Rules aren't needed so long as all parties involved are capable of discerning right from wrong, and remember to treat people you care for as if you honestly love or care for them. When applied to polyamory, that would include respect for all their partners.
Because not everyone will have the exact same ideas or needs in regards to what would constitute loving behavior or respectful behavior, it is important to at least talk with everyone involved (or somehow communicate) the things that entail loving or respectful behavior.
Some sort of acknowledgement that you agree with or can at least abide by others definitions of love and respect is generally good, because if it is not understood that things are agreed upon it is only going to mean that eventually someone is not going to be happy with another's behavior. Many times people become stressed about confronting each other about specific issues. Talking about this stuff isn't always pleasant, so if you are going to go through the hard work, you might as well make it worth it by discussing the specific behaviors that hopefully do not need to made made into rules because people are intelligent enough to not do or act in ways that are not considered acceptable behavior by others parties you are directly or indirectly involved with.
Hopefully everyone understands the most basic criteria for love and respect, as sometimes things are left unsaid for manipulative reasons. For instance, most people would consider physically stalking a partners's lover or friends, or hacking into their computer and watching or listening to them through their onboard camera/microphone without first getting their consent as not only disrespectful , but downright abusive.
so depending on the type of people involved with you or your partner, you might want to talk about what invasion of privacy means to you. You'd be amazed how some people might not think gripping someone's house, or hacking into computers and smartphones is just part of a healthy relationship.
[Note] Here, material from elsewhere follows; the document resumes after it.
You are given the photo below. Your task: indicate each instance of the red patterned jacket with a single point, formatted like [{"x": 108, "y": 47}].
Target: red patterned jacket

ETA- the term I used "gripping" I mean in a completely differently way then boring guy's use of "grip" as I mean things like breaking and entering a house and planting microphones so that one could always hear or see what was going on.
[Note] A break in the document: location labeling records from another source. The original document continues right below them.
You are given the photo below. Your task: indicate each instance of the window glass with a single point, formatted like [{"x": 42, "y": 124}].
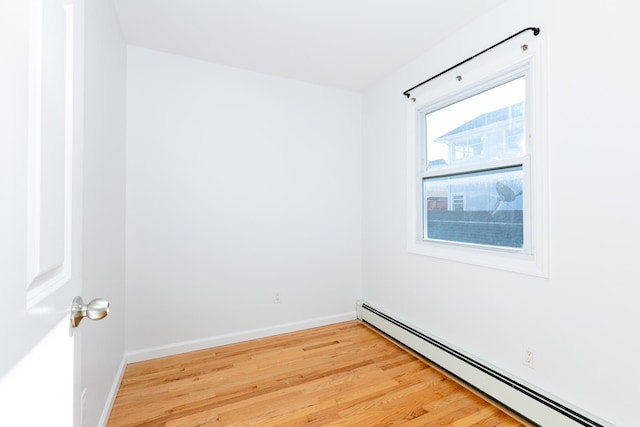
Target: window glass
[{"x": 484, "y": 127}]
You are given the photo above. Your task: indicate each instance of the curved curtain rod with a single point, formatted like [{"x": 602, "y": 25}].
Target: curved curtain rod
[{"x": 535, "y": 30}]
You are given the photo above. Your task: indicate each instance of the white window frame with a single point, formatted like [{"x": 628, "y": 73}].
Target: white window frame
[{"x": 484, "y": 71}]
It's fine and dandy to have a security system on your own house, in fact that may even alert to you to when the breaking and entering, but without consent I say it's wrong to "grip" a persons house or vehicle, esp without their consent, extra esp when it means breaking into a person's house, extra extra esp if they are a survivor of previous abuse. I don't want to even begin to explain the level fucked upness that things get into if a person does all of that, and then attempts to post in public, in subtle ways about a person's life where the details are most private in nature.